Painting, Jan Kotik "Item III Play Area" (1962-63), Oil on canvas, 115cm x 115cm


When Alexander the Great came in 333 B.C. to the Phrygian city of Gordium (located in what is today central Turkey), he was confronted by a puzzle no one could solve. Alexander apparently solved the puzzle, but all that survived from the story is a parable, a legend of the Gordian Knot. In the summer of 2004, many issues I was facing seemed mysterious and unsolvable. This may be why the legend of the Gordian Knot came to my mind when deciding on the title of the piece.

The Plains at Gordium was composed from June to August 2004 and is dedicated to Charlotta Kotik.
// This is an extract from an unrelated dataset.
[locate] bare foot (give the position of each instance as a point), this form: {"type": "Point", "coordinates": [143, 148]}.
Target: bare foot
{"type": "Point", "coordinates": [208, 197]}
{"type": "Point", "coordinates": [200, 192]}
The incentive to compose the piece came from a percussion group in Brno, Czech Republic, who asked me for a piece of music. Not being a commission-disciplined composer, I wrote a piece for six percussionists, while the Czech group, DAMA-DAMA had only four members and could not perform it. The size of the piece also defies the scale of a standard percussion piece, 1,290 measures over a 108-page score.

The Plains at Gordium belongs to a group of compositions that I started in 1971. All of the music is based on a steady pulse. Although the various pieces, for example There is Singularly Nothing, John Mary, If I Told Him, Many Many Women, and many more, are independent compositions, parts of them can be mixed in a collage-like performance. The common, steady pulse is what can unify all the different parts, performed simultaneously, into a coherent whole.

In a way, all these compositions, written from the 1970s to early ‘80s, can be regarded as one endless continuous piece with changing instrumentation. In 1977, I began composing a percussion piece entitled Drums, adding pages and pages to it. It cannot really be said that the piece was finished in 1981, I just stopped adding pages to the score. Drums envisions any number of players (minimum of 2), each with a differently tuned set of four drums, all locked into a steady pulse. It can be performed simultaneously with parts of other compositions from this period, instrumental and vocal (the vocal parts use texts by Gertrude Stein and later by R. Buckminster Fuller). The Plains at Gordium follows the same basic idea, without the intention of making collage-like additions or performing parts of it with other compositions (although there were performances with some vocal segments from There is Singularly Nothing). Unlike the early pieces, it sometimes takes off, doubling in tempo. Also, bells have been added here, in addition to the set of six differently tuned drums for each player.